Biochemical and ultrastructural approaches were used to assess collagen changes in photodamaged skin. Extensive collagen fragmentation, clumping of the fragmented collagen, and interaction of fibroblasts with the damaged matrix were observed. Similar, though less extensive, collagen damage was also observed in sun-protected skin-individuals aged 80 y or older (naturally aged skin). In comparison, sun-protected skin from young individuals (18-29 y of age) demonstrated little damage. A uniform distribution of collagen fibrils was seen. Interstitial fibroblasts were embedded in the collagen matrix and in close apposition with intact collagen fibrils.
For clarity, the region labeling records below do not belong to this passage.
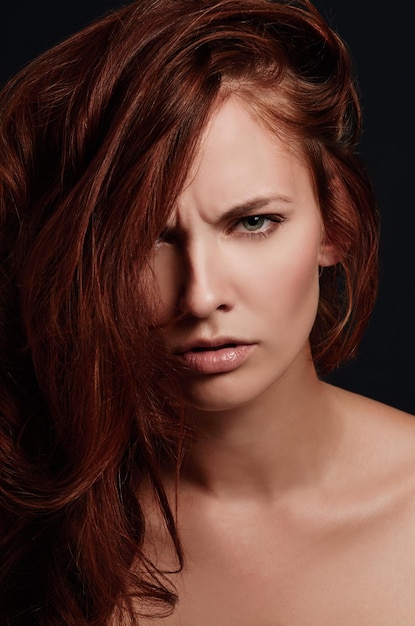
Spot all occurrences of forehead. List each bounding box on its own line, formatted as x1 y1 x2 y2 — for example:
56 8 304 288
174 92 314 219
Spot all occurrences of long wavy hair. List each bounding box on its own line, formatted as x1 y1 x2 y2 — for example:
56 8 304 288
0 0 378 626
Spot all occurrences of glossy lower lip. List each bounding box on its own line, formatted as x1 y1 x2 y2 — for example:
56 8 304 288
178 344 255 374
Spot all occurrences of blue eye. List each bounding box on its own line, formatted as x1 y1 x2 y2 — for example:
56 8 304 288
241 215 267 232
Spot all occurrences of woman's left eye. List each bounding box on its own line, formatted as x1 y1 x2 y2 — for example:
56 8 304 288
240 215 270 232
233 215 284 237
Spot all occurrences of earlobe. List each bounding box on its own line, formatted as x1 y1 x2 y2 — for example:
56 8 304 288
319 242 340 267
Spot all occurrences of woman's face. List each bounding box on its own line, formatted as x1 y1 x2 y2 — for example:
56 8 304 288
153 98 336 411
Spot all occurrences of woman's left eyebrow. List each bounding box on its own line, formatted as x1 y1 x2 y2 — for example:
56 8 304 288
221 195 292 220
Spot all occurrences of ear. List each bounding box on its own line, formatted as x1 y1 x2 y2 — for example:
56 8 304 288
318 235 340 267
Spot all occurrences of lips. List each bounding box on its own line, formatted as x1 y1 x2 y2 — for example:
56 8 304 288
175 339 255 374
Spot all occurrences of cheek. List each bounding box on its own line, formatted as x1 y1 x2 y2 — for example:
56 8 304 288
151 244 183 325
256 234 319 322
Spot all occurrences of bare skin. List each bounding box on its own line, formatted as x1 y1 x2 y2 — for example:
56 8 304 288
136 100 415 626
143 383 415 626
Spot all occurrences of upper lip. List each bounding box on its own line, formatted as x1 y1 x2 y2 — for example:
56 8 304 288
173 337 252 354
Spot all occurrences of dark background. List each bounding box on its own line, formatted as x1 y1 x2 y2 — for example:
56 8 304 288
0 0 415 414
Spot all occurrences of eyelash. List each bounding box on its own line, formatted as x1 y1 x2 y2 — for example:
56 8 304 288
230 215 285 239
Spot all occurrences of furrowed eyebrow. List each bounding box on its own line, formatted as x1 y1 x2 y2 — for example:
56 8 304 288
221 196 292 220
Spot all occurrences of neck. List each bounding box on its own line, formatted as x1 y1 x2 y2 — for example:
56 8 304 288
183 368 341 498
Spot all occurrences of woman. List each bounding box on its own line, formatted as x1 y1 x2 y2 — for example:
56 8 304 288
0 0 415 626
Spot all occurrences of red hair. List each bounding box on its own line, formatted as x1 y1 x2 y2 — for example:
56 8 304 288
0 0 378 626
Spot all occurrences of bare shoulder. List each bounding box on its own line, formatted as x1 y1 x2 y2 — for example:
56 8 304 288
329 380 415 508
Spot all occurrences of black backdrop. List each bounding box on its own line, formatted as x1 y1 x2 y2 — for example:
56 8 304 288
0 0 415 414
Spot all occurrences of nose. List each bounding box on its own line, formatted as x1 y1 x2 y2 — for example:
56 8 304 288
179 241 233 319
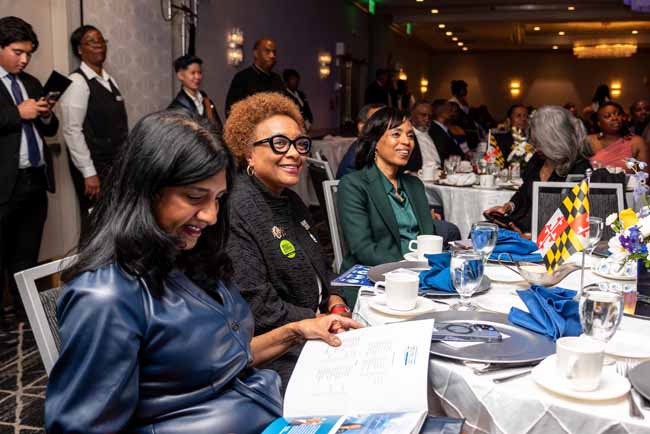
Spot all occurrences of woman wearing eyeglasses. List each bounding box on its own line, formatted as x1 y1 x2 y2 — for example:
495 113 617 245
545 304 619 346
224 93 350 390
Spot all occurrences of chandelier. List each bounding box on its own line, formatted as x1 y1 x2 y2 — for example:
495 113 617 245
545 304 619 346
573 42 637 59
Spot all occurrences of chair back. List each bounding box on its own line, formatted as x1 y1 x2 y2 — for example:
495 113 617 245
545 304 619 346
323 180 348 273
531 182 624 240
307 158 334 209
14 255 77 375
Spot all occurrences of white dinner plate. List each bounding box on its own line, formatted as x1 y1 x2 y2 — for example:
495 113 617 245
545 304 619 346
531 354 630 401
605 329 650 359
368 295 445 318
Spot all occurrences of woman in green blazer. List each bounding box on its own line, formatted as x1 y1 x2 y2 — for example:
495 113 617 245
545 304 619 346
337 107 460 270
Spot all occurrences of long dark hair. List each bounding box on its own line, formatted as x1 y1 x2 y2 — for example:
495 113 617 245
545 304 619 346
62 111 233 295
356 107 406 170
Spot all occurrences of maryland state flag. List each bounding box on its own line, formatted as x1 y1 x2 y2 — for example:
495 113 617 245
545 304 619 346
537 180 589 273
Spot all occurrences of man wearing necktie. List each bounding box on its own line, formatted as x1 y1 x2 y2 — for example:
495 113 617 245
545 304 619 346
0 17 59 320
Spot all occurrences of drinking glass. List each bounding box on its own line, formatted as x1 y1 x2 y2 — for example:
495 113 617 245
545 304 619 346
470 222 499 264
449 250 483 311
580 283 623 345
587 217 605 255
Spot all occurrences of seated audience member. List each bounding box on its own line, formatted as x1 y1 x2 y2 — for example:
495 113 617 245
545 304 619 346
429 99 465 163
410 100 442 167
45 111 360 434
282 69 314 131
336 104 386 179
486 106 595 234
224 93 350 390
589 101 650 170
630 99 650 136
337 107 460 270
168 54 223 131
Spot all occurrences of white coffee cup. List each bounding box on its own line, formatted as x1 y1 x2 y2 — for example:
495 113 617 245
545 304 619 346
478 175 494 187
556 336 605 392
375 273 420 311
409 235 442 261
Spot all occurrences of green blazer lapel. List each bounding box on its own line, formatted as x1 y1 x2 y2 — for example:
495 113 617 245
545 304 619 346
401 175 433 235
364 166 400 246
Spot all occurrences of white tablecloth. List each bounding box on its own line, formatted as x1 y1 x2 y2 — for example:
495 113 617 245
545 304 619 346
354 256 650 434
292 136 356 206
424 182 515 239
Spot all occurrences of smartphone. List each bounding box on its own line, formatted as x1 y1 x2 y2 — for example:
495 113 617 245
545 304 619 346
431 322 503 342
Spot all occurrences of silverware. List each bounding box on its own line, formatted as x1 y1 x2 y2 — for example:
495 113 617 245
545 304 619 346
492 369 533 384
616 361 645 419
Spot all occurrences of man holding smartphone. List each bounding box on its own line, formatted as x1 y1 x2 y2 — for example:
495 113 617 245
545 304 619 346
0 17 59 320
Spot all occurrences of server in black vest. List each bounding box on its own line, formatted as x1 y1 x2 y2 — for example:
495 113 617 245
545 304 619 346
61 26 128 234
0 17 59 318
167 54 223 131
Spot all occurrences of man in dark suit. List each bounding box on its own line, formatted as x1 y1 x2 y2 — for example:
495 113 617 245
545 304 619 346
226 39 284 116
167 54 223 131
0 17 59 318
429 99 463 163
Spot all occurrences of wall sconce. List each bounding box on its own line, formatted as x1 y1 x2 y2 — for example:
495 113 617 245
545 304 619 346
420 78 429 93
226 28 244 66
510 80 521 98
318 51 332 78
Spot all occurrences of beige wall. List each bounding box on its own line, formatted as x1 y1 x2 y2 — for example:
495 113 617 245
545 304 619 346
430 52 650 119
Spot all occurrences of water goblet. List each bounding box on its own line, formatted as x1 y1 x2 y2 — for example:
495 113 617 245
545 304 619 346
449 250 483 311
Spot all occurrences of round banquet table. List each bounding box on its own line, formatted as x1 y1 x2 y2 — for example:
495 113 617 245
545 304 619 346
291 136 356 206
424 181 515 239
354 255 650 434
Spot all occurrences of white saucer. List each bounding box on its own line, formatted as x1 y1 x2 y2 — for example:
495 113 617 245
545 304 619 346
368 295 444 317
531 354 630 401
472 185 501 190
605 329 650 359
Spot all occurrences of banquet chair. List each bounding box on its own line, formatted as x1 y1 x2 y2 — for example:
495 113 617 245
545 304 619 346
14 255 77 375
323 180 348 273
531 182 624 240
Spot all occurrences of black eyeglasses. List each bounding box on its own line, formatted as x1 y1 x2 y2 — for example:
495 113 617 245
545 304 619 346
253 134 311 155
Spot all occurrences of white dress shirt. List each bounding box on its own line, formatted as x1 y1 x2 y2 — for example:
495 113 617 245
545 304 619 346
183 87 205 116
59 62 119 178
0 66 45 169
413 128 441 167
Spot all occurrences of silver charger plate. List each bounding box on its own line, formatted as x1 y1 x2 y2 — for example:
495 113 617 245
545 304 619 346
414 310 555 364
628 361 650 400
368 261 492 297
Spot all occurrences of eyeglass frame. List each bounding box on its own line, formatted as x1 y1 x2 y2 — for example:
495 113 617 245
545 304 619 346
252 134 312 155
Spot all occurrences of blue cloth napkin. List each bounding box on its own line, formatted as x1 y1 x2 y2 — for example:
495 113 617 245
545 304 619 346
508 285 582 341
490 228 542 262
420 252 456 292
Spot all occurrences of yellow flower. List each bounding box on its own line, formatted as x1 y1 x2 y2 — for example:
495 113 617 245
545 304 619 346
619 208 639 229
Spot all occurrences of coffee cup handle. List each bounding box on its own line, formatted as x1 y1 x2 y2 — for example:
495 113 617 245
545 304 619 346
373 281 386 295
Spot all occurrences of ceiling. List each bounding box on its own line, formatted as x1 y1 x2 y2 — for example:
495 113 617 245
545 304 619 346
366 0 650 51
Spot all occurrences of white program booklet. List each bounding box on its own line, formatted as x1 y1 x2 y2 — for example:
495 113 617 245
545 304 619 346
256 320 433 434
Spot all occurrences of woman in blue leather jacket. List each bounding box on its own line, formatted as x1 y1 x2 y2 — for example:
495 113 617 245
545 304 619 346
45 112 360 434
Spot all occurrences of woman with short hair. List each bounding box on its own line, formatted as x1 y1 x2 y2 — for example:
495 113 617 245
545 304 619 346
224 92 350 390
485 106 592 234
45 111 360 434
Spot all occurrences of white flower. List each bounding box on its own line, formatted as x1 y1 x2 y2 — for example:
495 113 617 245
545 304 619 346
605 212 618 226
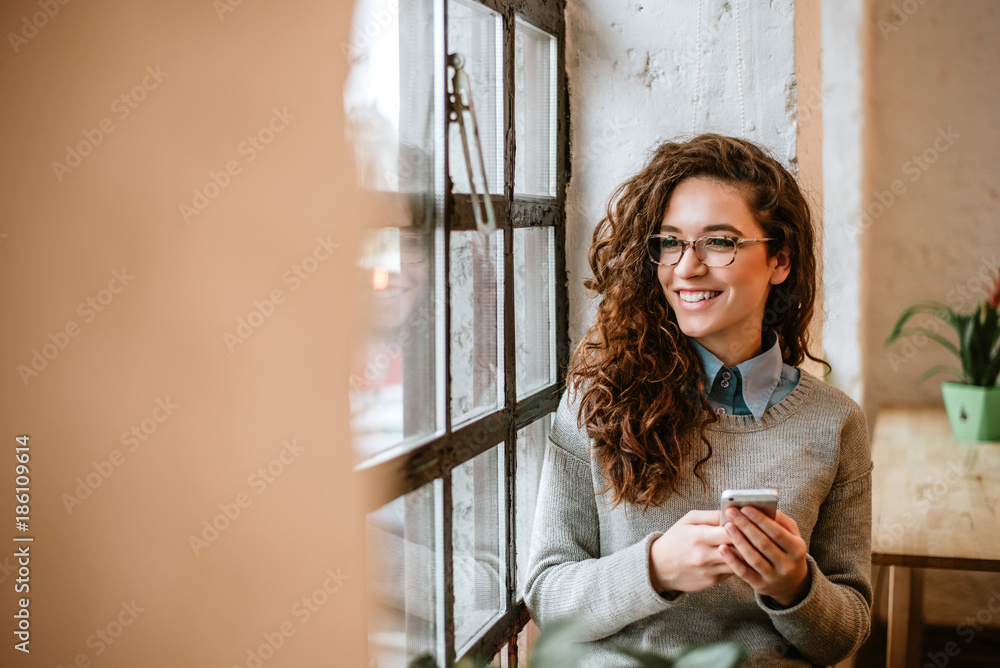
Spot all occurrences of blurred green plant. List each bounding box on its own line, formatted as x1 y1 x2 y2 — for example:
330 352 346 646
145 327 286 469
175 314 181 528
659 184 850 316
885 280 1000 387
409 619 746 668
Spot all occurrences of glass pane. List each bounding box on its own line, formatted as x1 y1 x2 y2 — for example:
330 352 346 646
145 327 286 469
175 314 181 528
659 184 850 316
366 483 444 668
514 413 553 599
341 0 434 193
517 619 538 668
451 444 507 654
514 19 556 196
346 0 444 459
350 227 438 459
448 0 503 194
514 227 556 399
449 230 503 425
490 645 510 668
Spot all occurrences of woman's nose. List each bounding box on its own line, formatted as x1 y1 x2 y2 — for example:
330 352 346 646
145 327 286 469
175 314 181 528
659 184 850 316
674 246 708 278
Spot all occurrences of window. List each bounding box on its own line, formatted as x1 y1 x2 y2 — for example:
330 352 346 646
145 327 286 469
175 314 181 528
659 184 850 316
343 0 569 668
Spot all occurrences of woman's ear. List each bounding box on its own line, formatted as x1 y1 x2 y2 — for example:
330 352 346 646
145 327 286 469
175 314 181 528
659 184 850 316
770 246 792 285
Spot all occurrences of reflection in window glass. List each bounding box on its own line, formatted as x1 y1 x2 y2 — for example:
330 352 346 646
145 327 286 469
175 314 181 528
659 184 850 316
342 0 443 459
514 227 556 400
366 483 444 668
514 19 556 196
451 443 507 653
514 413 552 598
448 0 503 194
350 227 435 459
449 230 504 424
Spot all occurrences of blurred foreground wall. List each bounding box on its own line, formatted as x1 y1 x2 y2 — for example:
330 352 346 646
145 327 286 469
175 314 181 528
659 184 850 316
0 0 365 668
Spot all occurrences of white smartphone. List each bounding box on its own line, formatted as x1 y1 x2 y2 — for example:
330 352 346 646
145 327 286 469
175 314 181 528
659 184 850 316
719 489 778 524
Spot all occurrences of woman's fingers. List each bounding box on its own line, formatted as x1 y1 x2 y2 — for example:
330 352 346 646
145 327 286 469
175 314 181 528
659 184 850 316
719 545 761 588
730 506 799 562
726 523 774 575
727 508 783 563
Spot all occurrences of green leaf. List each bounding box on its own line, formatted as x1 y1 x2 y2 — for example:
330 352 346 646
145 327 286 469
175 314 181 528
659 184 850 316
885 302 958 346
900 327 961 357
959 314 979 385
531 617 587 668
983 341 1000 387
913 364 962 385
674 642 746 668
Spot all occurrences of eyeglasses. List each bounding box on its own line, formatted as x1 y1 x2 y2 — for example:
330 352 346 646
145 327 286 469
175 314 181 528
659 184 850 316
647 234 774 267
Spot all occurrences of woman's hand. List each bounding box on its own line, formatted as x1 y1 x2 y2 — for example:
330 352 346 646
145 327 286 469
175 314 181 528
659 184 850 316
649 510 733 592
717 506 811 608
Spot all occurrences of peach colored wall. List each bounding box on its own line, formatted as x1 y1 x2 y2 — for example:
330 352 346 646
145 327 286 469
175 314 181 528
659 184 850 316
0 0 366 668
857 0 1000 626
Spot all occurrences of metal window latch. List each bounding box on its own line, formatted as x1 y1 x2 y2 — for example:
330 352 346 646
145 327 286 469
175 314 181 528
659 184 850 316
448 53 497 233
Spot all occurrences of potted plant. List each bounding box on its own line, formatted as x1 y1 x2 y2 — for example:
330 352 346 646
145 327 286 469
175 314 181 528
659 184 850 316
885 268 1000 443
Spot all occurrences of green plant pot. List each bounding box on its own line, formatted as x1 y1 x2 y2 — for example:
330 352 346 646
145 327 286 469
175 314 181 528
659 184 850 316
941 383 1000 443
In additional studies, three-dimensional lattices of type I collagen were exposed in vitro to matrix metalloproteinase-1 (interstitial collagenase), and examined for biochemical and ultrastructural alterations. Under conditions in which enzyme treatment produced fragmentation in 30-40% of the collagen molecules, the lattices demonstrated collagen fragmentation and clumping of the damaged matrix. Recent studies have demonstrated a loss of procollagen production by fibroblasts in contact with collagen fragments in vitro. This study demonstrates similar changes in collagen structure in vivo in aged and photodamaged skin. We suggest that collagen fragmentation in vivo could underlie the loss of collagen synthesis in photodamaged skin and, to a lesser extent perhaps, in aged skin.